Successo dei gelati della Centrale del Latte di Cesena, oltre alle appassionanti degustazione sul Caffè di Huehuetenango (Guatemala) in diverse estrazioni.

Saporìe è stato organizzato da Confesercenti Cesenate, Slow Food Cesena e Conservatoire des Cuisines Méditerranéennes, in collaborazione con comune di Cesena, Fondazione Cassa di Risparmio di Cesena, Zona A, associazione Noi con Loro, Radio Bruno, Studio Pleiadi, Centrale del Latte di Cesena, Tefal, con il patrocinio del Ministero delle Politiche Agricole, Alimentari e Forestali, della Provincia e della Camera di Commercio di Forlì-Cesena. Il Festival ha aiutato anche quest’anno la sostenibilità ambientale grazie a Pieri e Graziani ed Eco Zema.

IL COMMENTO. “Il Festival e Saporìe – commenta soddisfatto Graziano Gozi, direttore della Confesercenti Cesenate – sono un magnete in grado di attrarre visitatori da tutt’Italia per gustare cibi di qualità, prodotto di culture diverse tra di loro, con una bella immagine della nostra rete commerciale, della qualità di Cesena, della sua forte capacità attrattiva in campo turistico”. “Il nostro centro storico si è confermato essere un contenitore di grande fascino – continua Gozi – e questo anche grazie ai tantissimi commercianti e pubblici esercizi che sabato sera e domenica pomeriggio hanno tenuto aperte le proprie attività, favorendo così la fruibilità piena della città in questa kermesse che è pienamente riuscita anche grazie agli oltre 60 volontari della Confesercenti Cesenate e dell’associazione “Noi con Loro”. “L’abbinamento fra Fine settimana per la Cultura e Saporìe – spiega Graziano Gozi – si è confermato vincente. Il visitatissimo sito web nazionale di Slow Food, ha riportato la nostra manifestazione, e gli eventi ad essa collegati, sulla home page, confermando che il prestigioso ed importante movimento internazionale ha inserito la nostra manifestazione tra le iniziative nazionali degne della segnalazione di Slow Food. Questo ci stimola ancor di più ad andare avanti”.
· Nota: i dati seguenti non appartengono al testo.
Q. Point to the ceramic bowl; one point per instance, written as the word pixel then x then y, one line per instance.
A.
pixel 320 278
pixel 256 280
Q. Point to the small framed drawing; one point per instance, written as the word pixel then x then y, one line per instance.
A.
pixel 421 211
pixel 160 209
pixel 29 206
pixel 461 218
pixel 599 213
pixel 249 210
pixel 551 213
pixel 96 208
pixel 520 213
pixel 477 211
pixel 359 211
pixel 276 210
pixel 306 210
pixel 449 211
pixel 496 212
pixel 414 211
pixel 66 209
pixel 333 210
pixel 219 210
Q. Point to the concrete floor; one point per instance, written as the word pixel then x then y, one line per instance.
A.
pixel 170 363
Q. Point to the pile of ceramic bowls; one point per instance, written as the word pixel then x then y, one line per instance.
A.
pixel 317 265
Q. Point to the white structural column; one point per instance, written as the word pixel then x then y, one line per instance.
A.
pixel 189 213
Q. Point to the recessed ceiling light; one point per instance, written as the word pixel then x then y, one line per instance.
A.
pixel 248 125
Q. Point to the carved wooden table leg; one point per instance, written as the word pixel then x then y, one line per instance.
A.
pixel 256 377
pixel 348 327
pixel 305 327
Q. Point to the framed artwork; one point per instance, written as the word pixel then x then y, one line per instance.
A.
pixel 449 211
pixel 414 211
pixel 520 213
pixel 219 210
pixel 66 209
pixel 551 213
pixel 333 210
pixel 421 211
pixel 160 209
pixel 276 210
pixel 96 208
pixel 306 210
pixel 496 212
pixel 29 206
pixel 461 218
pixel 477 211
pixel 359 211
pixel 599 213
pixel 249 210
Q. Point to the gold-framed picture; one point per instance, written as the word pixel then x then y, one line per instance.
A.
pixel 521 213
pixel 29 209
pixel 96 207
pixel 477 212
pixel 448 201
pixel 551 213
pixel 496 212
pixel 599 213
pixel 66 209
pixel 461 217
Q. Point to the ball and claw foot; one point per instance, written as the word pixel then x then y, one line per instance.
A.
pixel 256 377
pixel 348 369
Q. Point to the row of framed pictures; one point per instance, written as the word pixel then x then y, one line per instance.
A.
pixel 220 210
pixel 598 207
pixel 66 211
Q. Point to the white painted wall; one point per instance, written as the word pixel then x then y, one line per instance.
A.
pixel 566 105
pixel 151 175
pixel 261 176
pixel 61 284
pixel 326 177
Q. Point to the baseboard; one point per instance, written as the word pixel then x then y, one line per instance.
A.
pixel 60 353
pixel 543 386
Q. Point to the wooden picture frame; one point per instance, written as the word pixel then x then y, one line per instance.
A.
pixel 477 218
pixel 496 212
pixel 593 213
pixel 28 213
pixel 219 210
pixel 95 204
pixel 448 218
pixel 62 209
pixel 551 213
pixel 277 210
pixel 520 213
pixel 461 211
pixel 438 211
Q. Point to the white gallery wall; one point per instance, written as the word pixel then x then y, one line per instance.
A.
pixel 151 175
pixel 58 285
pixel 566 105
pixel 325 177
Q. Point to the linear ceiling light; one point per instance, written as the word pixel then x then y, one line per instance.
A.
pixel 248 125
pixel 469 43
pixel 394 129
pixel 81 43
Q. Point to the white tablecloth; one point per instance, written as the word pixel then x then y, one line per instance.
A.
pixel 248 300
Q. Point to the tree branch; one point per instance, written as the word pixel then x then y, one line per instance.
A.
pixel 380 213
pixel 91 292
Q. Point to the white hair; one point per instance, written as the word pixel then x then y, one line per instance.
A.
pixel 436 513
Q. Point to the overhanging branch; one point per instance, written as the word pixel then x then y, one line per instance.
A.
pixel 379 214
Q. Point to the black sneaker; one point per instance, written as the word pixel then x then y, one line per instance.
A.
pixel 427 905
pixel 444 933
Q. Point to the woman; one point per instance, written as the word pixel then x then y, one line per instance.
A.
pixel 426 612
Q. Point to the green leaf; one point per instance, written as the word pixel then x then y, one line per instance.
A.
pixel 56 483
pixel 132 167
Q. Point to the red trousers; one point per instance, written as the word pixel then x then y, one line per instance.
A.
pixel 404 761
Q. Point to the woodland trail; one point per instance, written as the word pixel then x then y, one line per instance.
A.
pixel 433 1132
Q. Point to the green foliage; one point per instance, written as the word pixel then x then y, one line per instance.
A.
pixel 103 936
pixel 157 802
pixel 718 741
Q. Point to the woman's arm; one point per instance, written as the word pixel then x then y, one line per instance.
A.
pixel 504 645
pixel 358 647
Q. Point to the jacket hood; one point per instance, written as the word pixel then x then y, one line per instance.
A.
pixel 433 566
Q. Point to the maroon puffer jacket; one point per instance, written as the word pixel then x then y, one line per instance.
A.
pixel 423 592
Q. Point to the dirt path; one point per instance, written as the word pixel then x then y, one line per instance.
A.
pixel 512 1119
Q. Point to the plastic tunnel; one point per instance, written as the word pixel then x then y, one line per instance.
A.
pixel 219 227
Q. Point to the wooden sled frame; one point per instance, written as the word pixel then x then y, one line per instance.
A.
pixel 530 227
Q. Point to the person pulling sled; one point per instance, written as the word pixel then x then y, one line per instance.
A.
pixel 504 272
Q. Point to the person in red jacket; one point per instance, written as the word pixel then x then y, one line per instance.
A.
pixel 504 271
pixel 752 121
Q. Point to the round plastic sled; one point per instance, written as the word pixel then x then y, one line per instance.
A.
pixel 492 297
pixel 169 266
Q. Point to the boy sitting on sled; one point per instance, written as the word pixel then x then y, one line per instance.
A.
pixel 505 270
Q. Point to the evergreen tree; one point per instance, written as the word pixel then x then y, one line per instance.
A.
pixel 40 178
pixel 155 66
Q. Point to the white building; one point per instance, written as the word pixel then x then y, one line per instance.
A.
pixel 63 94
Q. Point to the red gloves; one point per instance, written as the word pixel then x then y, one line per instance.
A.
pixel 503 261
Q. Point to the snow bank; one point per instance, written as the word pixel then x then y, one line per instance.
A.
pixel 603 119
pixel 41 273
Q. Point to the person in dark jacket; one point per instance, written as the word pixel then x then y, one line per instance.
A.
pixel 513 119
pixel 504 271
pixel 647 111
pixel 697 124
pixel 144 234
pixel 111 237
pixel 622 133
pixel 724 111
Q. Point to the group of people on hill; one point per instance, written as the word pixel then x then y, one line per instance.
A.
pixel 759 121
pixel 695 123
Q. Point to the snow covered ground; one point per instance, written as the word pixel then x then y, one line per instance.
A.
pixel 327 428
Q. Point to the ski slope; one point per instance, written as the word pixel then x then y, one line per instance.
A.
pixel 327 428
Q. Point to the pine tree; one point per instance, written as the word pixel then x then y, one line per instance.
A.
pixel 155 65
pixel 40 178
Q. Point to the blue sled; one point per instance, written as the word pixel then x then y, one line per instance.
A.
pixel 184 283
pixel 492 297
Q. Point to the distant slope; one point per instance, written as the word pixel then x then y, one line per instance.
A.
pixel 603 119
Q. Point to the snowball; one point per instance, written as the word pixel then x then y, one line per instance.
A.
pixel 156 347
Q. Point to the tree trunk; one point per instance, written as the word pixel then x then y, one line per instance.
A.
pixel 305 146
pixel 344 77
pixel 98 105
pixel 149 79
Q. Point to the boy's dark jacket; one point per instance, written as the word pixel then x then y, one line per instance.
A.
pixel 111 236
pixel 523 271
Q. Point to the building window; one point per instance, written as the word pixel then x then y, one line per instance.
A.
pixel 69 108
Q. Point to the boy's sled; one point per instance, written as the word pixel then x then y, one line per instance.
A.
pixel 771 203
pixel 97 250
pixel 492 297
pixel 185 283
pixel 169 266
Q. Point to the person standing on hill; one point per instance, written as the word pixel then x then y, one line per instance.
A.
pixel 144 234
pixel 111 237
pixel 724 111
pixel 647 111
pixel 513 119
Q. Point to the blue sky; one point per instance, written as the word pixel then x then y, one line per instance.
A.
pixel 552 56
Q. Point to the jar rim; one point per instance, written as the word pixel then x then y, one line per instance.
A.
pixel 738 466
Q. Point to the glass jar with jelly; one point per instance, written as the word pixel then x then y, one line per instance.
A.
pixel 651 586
“Dalle prossime settimane – conclude il direttore della Confesercenti Cesenate – cominceremo a ragionare per organizzare la Settima edizione del Festival Internazionale del Cibo di Strada nel 2012 seguendo, come sempre, le linee guida di qualità che abbiamo tracciato fin dalla prima edizione, nel 2000, del nostro Festival”.